Предки Григория – как отмечают его восторженные почитатели из Франкии – были сенаторами. Это, конечно, преувеличение, но заслуживающее понимания: в новом папе и впрямь было нечто от ушедшей в прошлое эпохи величия Рима. В наследство ему достался дворец на Целийском холме, в центре города, и несколько поместий на Сицилии; он служил городским префектом – эта должность существовала в Риме со времён Ромула – и шесть лет прожил в Константинополе, среди новой имперской знати. Впрочем, Григорий не питал иллюзий относительно Рима и реальных масштабов постигшего город упадка. В городе, который в лучшие годы мог похвастаться миллионным населением, жителей осталось не более двадцати тысяч. Колонны, воздвигнутые Августом, были увиты сорняками, фронтоны возведённых в честь Константина зданий – покрыты чёрной грязью. Огромное пространство, которое должно было служить центром мира и на протяжении веков застраивалось дворцами, триумфальными арками, ипподромами и амфитеатрами, ныне превратилось в безжизненную пустошь, в царство заброшенных руин. Даже сената более не существовало. По завершении таинства новый папа вышел из храма на улицы объятого чумой города, поднял взор к небу и объявил, что видит дождь из стрел, пущенных из незримого лука. Позднее он выражал опасение, что жизнь исчезнет из города вовсе. «Так как сената нет, народ изгиб; и несмотря на то, среди немногих, которые остались, ежедневно умножаются скорби и воздыхания: то Рим горит уже после опустошения» [370].

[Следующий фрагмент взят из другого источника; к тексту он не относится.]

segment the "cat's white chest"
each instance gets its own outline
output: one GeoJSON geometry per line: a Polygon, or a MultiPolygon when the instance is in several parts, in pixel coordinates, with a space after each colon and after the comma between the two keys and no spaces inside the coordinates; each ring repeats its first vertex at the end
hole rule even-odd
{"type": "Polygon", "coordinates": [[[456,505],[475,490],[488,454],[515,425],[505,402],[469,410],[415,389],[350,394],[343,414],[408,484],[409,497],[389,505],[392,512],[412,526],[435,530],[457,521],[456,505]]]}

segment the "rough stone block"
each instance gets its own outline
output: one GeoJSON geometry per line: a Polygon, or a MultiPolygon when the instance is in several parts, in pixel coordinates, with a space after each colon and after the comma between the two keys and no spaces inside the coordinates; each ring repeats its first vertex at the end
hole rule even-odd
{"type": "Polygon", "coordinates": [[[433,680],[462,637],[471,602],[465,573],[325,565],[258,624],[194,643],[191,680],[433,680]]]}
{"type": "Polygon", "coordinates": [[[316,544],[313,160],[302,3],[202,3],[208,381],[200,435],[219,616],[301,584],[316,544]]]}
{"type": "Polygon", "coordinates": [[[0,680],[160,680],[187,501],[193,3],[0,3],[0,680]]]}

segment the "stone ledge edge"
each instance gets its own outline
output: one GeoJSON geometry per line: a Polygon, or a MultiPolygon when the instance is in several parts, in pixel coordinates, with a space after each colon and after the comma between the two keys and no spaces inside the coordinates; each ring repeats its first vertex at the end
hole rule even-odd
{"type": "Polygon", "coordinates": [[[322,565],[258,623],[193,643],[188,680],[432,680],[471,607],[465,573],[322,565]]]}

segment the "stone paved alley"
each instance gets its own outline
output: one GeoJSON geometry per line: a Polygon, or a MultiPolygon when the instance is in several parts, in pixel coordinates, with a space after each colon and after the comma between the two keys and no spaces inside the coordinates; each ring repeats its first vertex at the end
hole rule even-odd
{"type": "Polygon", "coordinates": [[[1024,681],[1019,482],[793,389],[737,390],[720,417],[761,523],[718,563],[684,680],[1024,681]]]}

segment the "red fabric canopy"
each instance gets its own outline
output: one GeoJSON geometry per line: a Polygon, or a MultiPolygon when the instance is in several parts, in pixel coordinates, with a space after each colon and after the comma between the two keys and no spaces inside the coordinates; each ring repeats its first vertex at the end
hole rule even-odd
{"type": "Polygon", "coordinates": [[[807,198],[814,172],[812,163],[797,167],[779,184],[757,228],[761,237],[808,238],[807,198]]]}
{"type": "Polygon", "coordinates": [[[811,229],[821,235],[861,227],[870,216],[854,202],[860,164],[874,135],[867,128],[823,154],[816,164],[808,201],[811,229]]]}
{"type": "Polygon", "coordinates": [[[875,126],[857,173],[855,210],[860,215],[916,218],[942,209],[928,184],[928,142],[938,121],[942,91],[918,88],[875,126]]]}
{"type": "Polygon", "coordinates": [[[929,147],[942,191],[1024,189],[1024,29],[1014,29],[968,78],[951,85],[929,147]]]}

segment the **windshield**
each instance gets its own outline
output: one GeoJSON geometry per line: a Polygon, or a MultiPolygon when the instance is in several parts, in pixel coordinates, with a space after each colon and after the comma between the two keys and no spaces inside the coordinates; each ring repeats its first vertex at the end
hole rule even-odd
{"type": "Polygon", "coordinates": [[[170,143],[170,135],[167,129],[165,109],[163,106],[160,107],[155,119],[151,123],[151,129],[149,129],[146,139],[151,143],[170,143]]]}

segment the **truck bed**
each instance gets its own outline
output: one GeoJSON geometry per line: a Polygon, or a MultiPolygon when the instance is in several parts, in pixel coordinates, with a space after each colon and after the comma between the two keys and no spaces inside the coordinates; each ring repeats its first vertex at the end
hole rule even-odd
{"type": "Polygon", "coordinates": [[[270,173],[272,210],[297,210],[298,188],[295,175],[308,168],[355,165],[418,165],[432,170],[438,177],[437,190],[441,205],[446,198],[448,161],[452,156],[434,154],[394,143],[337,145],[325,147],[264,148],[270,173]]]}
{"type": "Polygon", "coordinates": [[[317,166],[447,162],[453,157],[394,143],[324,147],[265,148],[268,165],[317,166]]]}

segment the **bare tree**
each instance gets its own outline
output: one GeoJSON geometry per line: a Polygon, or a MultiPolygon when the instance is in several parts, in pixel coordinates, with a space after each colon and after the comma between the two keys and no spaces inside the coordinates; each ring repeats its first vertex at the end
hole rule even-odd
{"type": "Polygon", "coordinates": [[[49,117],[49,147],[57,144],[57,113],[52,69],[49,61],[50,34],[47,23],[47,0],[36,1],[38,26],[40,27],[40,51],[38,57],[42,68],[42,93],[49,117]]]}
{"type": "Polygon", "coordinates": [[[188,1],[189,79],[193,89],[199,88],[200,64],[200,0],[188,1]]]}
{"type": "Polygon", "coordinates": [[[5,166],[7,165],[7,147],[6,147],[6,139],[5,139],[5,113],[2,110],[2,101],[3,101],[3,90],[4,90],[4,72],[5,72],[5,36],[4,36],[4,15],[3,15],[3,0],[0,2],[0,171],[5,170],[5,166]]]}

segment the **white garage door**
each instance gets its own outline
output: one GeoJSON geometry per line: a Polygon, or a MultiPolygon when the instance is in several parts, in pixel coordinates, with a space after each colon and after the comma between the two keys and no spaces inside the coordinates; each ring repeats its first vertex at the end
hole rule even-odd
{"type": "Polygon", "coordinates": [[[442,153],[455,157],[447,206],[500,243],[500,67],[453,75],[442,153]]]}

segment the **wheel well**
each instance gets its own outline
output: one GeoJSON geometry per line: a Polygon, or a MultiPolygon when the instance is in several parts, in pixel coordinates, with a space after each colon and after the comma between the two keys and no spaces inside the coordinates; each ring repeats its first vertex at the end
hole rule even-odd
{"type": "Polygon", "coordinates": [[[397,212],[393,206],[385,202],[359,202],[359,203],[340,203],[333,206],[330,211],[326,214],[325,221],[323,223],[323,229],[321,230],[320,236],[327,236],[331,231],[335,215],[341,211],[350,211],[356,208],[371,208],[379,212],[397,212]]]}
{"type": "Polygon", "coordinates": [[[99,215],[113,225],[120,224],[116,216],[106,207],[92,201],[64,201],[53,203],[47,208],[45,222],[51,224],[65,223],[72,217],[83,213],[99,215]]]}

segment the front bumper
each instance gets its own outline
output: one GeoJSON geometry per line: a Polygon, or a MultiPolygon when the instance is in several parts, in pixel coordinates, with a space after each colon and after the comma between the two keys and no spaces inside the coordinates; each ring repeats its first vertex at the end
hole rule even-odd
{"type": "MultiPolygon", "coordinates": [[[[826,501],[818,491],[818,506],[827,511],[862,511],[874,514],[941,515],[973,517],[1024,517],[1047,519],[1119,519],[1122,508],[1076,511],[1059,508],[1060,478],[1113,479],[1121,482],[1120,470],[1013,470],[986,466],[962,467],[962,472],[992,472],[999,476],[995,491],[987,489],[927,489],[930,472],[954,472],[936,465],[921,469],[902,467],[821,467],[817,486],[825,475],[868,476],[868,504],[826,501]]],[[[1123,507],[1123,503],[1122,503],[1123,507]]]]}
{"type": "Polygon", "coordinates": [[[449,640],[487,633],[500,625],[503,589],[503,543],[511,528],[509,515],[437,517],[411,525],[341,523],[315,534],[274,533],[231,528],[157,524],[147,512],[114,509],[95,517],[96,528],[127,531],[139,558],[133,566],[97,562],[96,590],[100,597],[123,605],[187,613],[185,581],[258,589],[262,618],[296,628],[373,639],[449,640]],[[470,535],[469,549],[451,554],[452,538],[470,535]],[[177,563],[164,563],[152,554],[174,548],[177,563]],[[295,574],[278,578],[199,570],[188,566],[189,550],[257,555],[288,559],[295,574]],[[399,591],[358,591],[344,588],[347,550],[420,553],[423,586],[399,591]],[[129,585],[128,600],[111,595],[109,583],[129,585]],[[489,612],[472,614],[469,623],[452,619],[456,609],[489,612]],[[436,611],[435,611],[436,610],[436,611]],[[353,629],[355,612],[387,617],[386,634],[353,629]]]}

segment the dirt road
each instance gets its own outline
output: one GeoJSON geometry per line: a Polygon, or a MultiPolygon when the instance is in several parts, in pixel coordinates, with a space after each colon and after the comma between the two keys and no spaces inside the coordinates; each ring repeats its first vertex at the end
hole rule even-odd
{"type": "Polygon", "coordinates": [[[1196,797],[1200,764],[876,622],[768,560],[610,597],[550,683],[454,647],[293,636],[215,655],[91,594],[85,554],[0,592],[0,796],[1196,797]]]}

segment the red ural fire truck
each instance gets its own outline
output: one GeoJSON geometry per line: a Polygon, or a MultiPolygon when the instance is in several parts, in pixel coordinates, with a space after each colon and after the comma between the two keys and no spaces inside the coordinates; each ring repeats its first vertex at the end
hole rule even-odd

Григорий, однако, не предавался унынию. Он никогда не сомневался в возможности спасения от чумы через искупление. «Ибо благой и милосердный Бог хочет, чтобы мы своими молитвами добивались у него прощения…» [371] И толпы, внимавшие исходившим из уст папы словам надежды, готовы были внимать. Привязанность римского народа к древним «религиям» (religiones) – обрядам и ритуалам, вокруг которых веками выстраивалась жизнь города, – осталась в прошлом. А ведь всего за сто лет до Григория один из его предшественников с ужасом взирал на юношей в одних набедренных повязках, бегавших по всему Риму и стегавших женщин по груди ремнями из козьих шкур, – это был обряд, совершавшийся в феврале ежегодно со времён Ромула. Ещё пятьюдесятью годами ранее другой папа ужасался тому, что его паства приветствует рассвет, кланяясь солнцу. Но те времена миновали. На смену языческим ритмам жизни города пришли христианские – ежедневные, еженедельные, ежегодные. Само слово «религия» (religio) поменяло значение: теперь так именовался образ жизни монахов. Григорий не просто призывал к покаянию других – он сам превратил свой дворец на Целии в монастырь и жил в нём жизнью монаха, принёс обеты бедности и целомудрия, став живым воплощением этого понимания «религии». Поэтому римский народ внял призывам своего папы. День за днём римляне ходили по улицам, вознося к небесам молитвы и распевая псалмы. Чума не щадила участников этих процессий, некоторые падали замертво – всего восемьдесят человек. Но на третий день небеса вняли мольбам: дождь из стрел наконец прекратился. Смерть отступила. Римский народ был спасён от истребления.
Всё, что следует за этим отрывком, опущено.